Ine terdiam. Diam, sebab dia tidak tahu harus bagaimana mendapatkan uang.

"Tenang saja. Kalau ada biaya, saya yang bayar," kata pak Zaver seolah mengetahui isi kepalanya.

Ine hanya bisa menangis atas kemurahan hati pak RT. Dari dalam biliknya, ia mendengar percakapan ine dengan pak RT. Hatinya menjadi remuk redam, ketika khayalannya kembali ke belakang. Bagaimana ia mempermalukan pak RT waktu itu. Ia hendak bergegas menemui pak RT, tapi raganya terasa sangat lemah, dan juga nyalinya tidak cukup kuat.

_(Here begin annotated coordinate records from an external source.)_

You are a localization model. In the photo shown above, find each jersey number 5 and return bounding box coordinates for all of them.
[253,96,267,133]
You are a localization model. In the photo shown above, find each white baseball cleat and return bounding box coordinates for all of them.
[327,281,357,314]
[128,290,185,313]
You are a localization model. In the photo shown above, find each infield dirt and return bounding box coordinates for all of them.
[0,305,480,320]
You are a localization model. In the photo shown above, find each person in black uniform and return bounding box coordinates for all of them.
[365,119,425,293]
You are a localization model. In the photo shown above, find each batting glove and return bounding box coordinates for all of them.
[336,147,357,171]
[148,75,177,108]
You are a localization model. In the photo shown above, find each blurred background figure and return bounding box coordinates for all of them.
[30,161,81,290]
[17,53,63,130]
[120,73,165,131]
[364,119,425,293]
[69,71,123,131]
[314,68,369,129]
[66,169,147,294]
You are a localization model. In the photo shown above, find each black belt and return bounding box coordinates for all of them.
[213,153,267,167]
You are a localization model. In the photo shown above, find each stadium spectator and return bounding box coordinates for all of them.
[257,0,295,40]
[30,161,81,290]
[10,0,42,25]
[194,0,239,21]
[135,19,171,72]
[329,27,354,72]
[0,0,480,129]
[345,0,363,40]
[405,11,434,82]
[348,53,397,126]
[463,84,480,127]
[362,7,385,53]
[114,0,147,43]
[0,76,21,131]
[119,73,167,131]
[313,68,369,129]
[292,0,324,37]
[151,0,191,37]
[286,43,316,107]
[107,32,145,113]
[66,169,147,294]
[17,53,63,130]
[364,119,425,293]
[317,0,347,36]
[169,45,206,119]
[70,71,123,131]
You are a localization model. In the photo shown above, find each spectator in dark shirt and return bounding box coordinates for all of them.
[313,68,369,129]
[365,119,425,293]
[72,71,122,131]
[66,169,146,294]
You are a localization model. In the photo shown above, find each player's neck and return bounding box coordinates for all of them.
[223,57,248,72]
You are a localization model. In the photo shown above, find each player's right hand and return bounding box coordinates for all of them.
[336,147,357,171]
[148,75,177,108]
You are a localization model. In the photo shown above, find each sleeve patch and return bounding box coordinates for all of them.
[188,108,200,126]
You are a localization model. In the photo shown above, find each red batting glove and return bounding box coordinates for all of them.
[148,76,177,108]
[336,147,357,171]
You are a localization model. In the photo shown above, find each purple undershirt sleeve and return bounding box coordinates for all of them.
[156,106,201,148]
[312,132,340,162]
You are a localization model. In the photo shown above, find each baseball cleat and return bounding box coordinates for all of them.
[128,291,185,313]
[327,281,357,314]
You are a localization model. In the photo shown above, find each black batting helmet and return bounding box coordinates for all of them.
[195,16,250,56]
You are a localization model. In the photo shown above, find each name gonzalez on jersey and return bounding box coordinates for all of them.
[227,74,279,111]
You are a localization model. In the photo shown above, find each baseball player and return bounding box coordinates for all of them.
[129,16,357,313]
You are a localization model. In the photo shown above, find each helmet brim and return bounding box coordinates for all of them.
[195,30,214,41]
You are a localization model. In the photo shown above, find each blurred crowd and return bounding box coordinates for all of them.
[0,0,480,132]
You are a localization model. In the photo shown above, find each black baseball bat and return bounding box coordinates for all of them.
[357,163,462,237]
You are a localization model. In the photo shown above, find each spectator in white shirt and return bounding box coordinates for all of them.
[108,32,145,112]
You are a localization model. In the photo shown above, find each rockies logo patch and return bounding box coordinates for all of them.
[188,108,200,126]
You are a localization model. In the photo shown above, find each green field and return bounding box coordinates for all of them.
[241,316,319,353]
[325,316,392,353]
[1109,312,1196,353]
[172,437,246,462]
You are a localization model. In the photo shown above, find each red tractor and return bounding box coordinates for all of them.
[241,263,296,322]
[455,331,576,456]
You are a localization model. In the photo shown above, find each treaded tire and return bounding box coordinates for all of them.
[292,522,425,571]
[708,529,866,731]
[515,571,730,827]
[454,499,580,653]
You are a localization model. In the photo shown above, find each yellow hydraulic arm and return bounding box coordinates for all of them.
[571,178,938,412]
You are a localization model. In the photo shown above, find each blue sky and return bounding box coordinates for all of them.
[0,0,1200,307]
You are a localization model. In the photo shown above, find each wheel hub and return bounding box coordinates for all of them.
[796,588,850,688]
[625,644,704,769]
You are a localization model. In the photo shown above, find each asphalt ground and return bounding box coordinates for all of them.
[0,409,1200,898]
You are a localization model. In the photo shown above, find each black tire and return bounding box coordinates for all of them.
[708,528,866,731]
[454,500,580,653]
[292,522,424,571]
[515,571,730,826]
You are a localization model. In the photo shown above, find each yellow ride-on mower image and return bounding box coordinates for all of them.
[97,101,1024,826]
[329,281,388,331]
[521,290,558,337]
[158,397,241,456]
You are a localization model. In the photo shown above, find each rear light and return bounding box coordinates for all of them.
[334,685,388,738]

"Baiklah, panggil dia, kita lekas ke puskesmas," seru pak RT.

Di luar rumah orang-orang mulai berteriak. Bahkan ada yang anarkis, sempat melempari rumah dengan batu dan botol.

"Woe, mati saja kau itu!" teriak orang-orang.

"Usir dia dari sini!" kata yang lain.

"Dasar biadab! Sudah tahu ada wabah, masih saja berkumpul dan jalan-jalan ke kota," teriak yang lain lagi.

Untuk pertama kalinya, Vindi menciut. Ketakutannya semakin besar, bukan hanya karena ia sakit, ia juga takut kecaman dari warga di luar rumahnya.

"Dia itu manusia brengsek, Pak RT. Kenapa juga ia ditolong? Biarkan ia mati saja!" kata salah satu orang.

"Sudah ... sudah ... , ia juga warga saya. Saya wajib menolongnya, itulah tugas saya. Manusia pasti pernah berbuat salah. Lalu, apakah kita tidak membukakan pintu maaf untuknya?" kata pak RT.

Semuanya diam.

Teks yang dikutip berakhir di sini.